4. En second lieu, compte tenu de ce qui précède, Mme B n'est pas fondée à exciper en appel de l'illégalité des décisions portant refus de titre de séjour et obligation de quitter le territoire français pour soutenir que la décision fixant le pays de renvoi et celle prononçant une interdiction de retour sur le territoire français pendant une durée de deux ans sont illégales. Elle n'est pas davantage fondée, pour les motifs exposés au point précédent, à soulever le moyen tiré de ce que l'autorité préfectorale n'aurait pas suffisamment pris en compte l'intérêt supérieur de son enfant tel que protégé par l'article 24 de la Charte des droits fondamentaux de l'Union européenne reprenant les stipulations de l'article 3-1 de la convention internationale relative aux droits de l'enfant. Ces moyens doivent par suite être écartés.

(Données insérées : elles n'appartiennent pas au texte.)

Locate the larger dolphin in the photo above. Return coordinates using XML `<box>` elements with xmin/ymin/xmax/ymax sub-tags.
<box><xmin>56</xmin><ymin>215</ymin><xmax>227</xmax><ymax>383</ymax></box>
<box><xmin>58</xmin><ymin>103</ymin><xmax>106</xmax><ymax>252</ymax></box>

5. Il résulte de ce qui précède que la requête d'appel est manifestement dépourvue de fondement et doit être rejetée selon la procédure prévue par les dispositions citées au point 1 du dernier alinéa de l'article R. 222-1 du code de justice administrative. Les conclusions aux fins d'injonction ainsi que celles tendant à l'application des dispositions combinées des articles L.761-1 du code de justice administrative et 37 de la loi du 10 juillet 1991 ne peuvent qu'être rejetées par voie de conséquence.

ORDONNE :

Article 1er : La requête de Mme B est rejetée.

Article 2 : La présente ordonnance sera notifiée à Mme A B.

Une copie sera adressée pour information au préfet de la Gironde.

Fait à Bordeaux, le 1er juin 2023.

Karine Butéri

La République mande et ordonne au ministre de l'intérieur et des outre-mer en ce qui le concerne et à tous commissaires de justice à ce requis en ce qui concerne les voies de droit commun, contre les parties privées, de pourvoir à l'exécution de la présente ordonnance.